Parallel Reductions

CS 441/641 Lecture, Dr. Lawlor

One common problem is to total up the values in an array. Serially, the code is trivial:

	total=0;
	for (int i=0;i<length;i++) total+=arr[i];

In parallel, the problem is a lot harder--"total" is a sequential bottleneck, since everybody has to add to it simultaneously. In OpenMP, with a small number of threads, "reduction(+:total)" creates private copies, and adds them up with atomic operations, but this doesn't scale well to the many thousands of threads on a GPU, because it takes time in O(p) for p processors.

Another algorithm that scales much better is a tree-based summation, shown here for 16 elements. To go from bottom up, we might begin by summing pairs of two elements, then summing across groups of four elements, then eight, and finally all sixteen. This direction is useful for tree-based networks, which have links along these paths, since most communication is with your immediate neighbors.
parallel prefix-like tree summation (reduction) [image is derivative work from public domain WikipediaFile:Prefix_sum_16.svg]

parallel prefix-like tree summation (reduction) [image is derivative work from public domain WikipediaFile:Prefix_sum_16.svg]

To go from top down, you might first reduce the 16 element array to an 8 element array, then reduce that to a 4 element array, and so on. But it's not a clear performance winner:

For top down, the set of active elements is scattered across the machine. This is good for heat dissipation, but it may hurt branch locality depending on how elements get activated.
For bottom up, the set of active elements is contiguous. This is a little simpler to write in many GPU languages, and makes the parallel cache coherence problem a bit easier to solve. Yet access locality is reduced, because most reads are to distant elements (crossing the machine).
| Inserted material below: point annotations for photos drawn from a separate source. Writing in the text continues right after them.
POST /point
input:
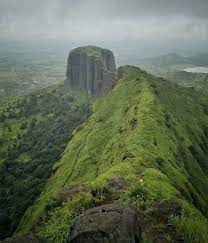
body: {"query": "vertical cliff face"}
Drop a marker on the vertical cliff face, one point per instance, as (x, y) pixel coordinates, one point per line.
(92, 69)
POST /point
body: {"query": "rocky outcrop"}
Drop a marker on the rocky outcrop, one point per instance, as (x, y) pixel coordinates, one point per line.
(108, 223)
(92, 69)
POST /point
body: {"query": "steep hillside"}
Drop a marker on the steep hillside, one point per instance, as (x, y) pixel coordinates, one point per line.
(198, 81)
(34, 131)
(151, 136)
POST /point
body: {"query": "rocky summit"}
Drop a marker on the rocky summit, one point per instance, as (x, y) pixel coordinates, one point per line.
(92, 69)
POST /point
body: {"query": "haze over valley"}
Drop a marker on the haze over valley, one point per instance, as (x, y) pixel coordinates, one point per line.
(103, 121)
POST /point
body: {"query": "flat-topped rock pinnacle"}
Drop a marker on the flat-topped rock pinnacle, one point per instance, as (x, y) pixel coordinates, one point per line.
(92, 69)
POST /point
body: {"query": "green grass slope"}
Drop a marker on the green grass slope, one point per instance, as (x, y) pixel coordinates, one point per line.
(34, 131)
(198, 81)
(151, 133)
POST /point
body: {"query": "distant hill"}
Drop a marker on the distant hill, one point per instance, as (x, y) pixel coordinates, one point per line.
(144, 145)
(198, 81)
(172, 61)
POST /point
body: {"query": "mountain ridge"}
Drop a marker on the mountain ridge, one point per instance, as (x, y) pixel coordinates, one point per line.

The code for the bottom-up version is:

GPU_KERNEL(
 totalFloats,(__global<float *> arr,int length,int step),
 {
	int srcIdx=step*i+step/2;
	if (srcIdx<length)
		arr[step*i]+=arr[srcIdx];
 }
)

/* Total up the n values in this array into arr[0].
   Does this recursively, using log(n) kernel invocations. */
void totalArray(gpu_vector<float> &arr,int n)
{
	for (int step=2;step/2<n;step*=2) {
		totalFloats(arr,n,step).run((n+step-1)/step);
	}
}

And a top-down version. This could be implemented by calling a log number of kernels, like above. But it's quite a bit faster to do a single kernel call with a loop on the GPU, for either bottom-up or top-down:

/* Top-down version, with loop on the GPU */
GPU_KERNEL(
 topdownAllFloats,(__global<float *> arr,int n),
 {
   while (n>1) {
	int stride=(n+1)/2; // round up to find memory offset
	int srcIdx=i+stride;
	if (srcIdx<n)
		arr[i]+=arr[srcIdx];
	barrier(CLK_GLOBAL_MEM_FENCE); /* subtle: needed so we can read newly added values */
	n=stride; /* new size is everything except what we've already read */
   }
 }
)

(Try this in NetRun now!)

On the NetRun GTX 280, this gives:

OpenCL initialized with 30 compute units
seq CPU total=8.00104e+06  (421.938us)
seq GPU total=8.00104e+06  (2853.99us)
bottom-up total=8.00184e+06  (345.965us)
topdown monokernel total=8.00184e+06  (170.045us)
Analytic total=8.00184e+06

Note that even with a small 8000-entry array, a sequential linear summation is disaster on the GPU. It's pretty fast on the CPU because the CPU is optimized for single-processor performance. Either recursive version is much faster, O(lg n) versus O(n), and more accurate (due to roundoff). Both effects just get worse as the array gets bigger.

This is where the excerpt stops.